The minority vote, and in particular the Latino vote, definitely helped Obama win. 80 percent of Latino, black and Asians voted for Obama in last week’s election, the same percentage as in 2008. In 2050, non-Hispanic whites are to become half or slightly less of the U.S. population and the GOP had best look out: So many have been commenting in the wake of the President’s reelection.
I have been feeling a bit bemused at all this commentary and not only because I’m Asian-American. In my Latin and ancient Greek classes at a small university in Jersey City, New Jersey, where white students are a minority, I often brought up the topic of elections in the weeks leading up to November 6. At my school, white students make up about 28 percent of the student population; black students, about 27 percent; Hispanic students, about 26 percent; Asian students about 11 percent.
Whenever I mentioned Mitt Romney, my students blinked and showed no response, so alien did the now-former GOP candidate seem to them.
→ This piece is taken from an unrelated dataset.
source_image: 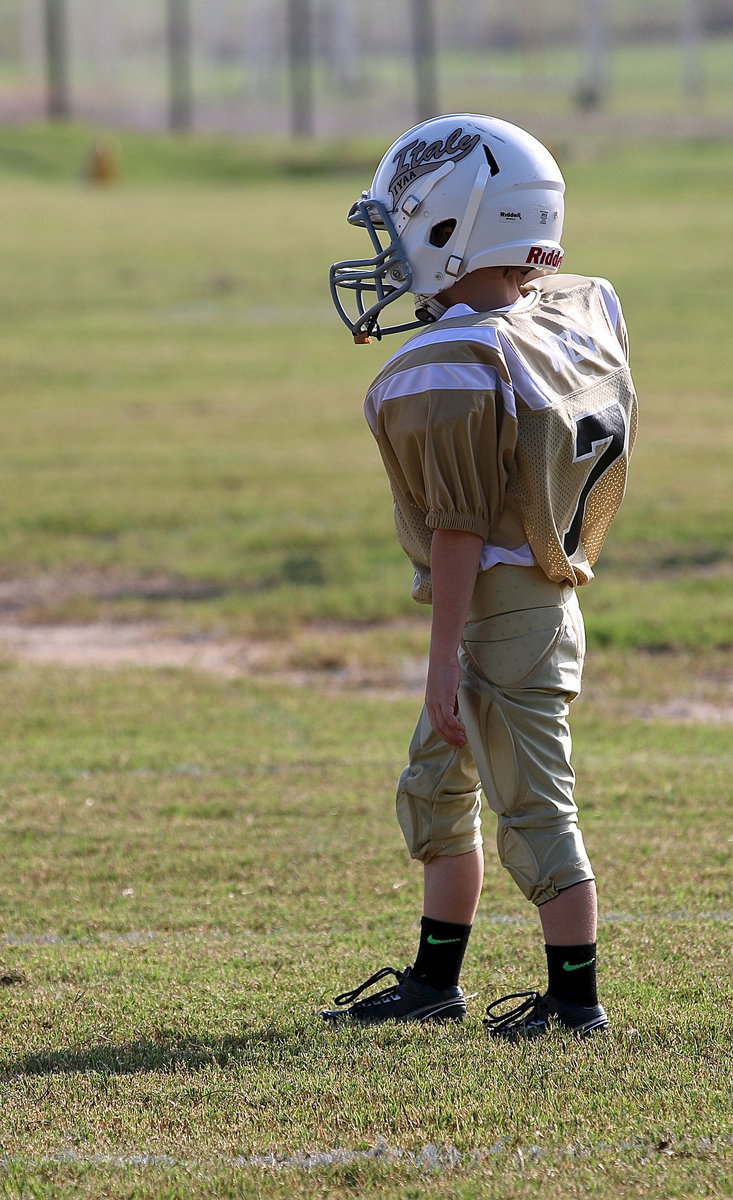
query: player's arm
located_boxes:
[425,529,483,746]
While discussing democracy in ancient Athens and in the Roman Republic, I pointed out to my students that none of them, and certainly not myself, would have been eligible to vote, as only male citizens could. Women could not vote; resident foreigners (“metics” in ancient Greece) could not vote; slaves (who may have comprised a third of the population and were often one’s former, conquered, enemies) certainly could not vote.
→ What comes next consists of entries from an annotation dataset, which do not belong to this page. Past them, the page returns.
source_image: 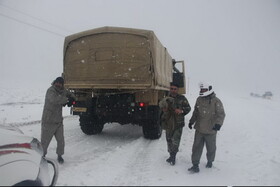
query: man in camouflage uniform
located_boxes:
[41,77,75,163]
[188,84,225,173]
[160,83,191,165]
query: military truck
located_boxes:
[62,27,186,139]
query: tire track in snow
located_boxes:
[112,139,155,186]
After hearing all this, a young woman who’s from the Islands approached me after class and nervously asked me, did I think it was worth the effort for her to apply to vote by mail.
Of course! Every vote, your vote, counts, I immediately replied.
The student told me that she had already filled out the mail-in ballot application but could I look it over for her. She also asked me if I knew where she could purchase a stamp. I started to talk about the nearest post office, then realized that it is not close to the campus, it is not in the greatest neighborhood and, the last time I went there, there was one clerk behind the bars and bullet-proof glass and one very long line.
I told my student I would bring her a stamp. After she had left, another student who was waiting for the next class said he was now going to send in his mail-in ballot.
A few days later, the topic of Obama and the election surfaced again with a student (he is studying Greek to read the New Testament as he wants to be a minister) who’s from a town next to Newark where on many a winter day, the public schools were closed because there was no heat as a boiler had broken again and there weren’t readily available funds to fix it. ”Dr. Chew, I wasn’t able to vote in the last election because I was turning 18 in 2008 — and my birthday was the day after the election!” he said, clearly disappointed that he hadn’t been able to vote in the election that resulted in our first African-American president.
We talked a little about the first debate and my student looked sad and pained — I felt the same — in recalling Obama’s lackluster performance. We both agreed, after the past four years, we were having a hard time imagining seeing someone who wasn’t a minority in the White House.
“You can vote this time,” I said. “Yes and I am,” my student affirmed.
It’s been almost two weeks since I have seen my students. The Friday before Hurricane Sandy hit was Eid al-Adha and many students who are Muslim were not in class as they were celebrating the holiday. My school was closed for a week and a day because there was no electricity after the storm. Last Tuesday as I was nervously watching the votes being counted, I felt a rush of cheer on reading a status update from a student (who is black, Latina and Asian): ”All my love to President Obama.”
Election day has come and gone but for sure I’m asking my students if they voted. One can never be sure, but I’ve a good idea who many voted for.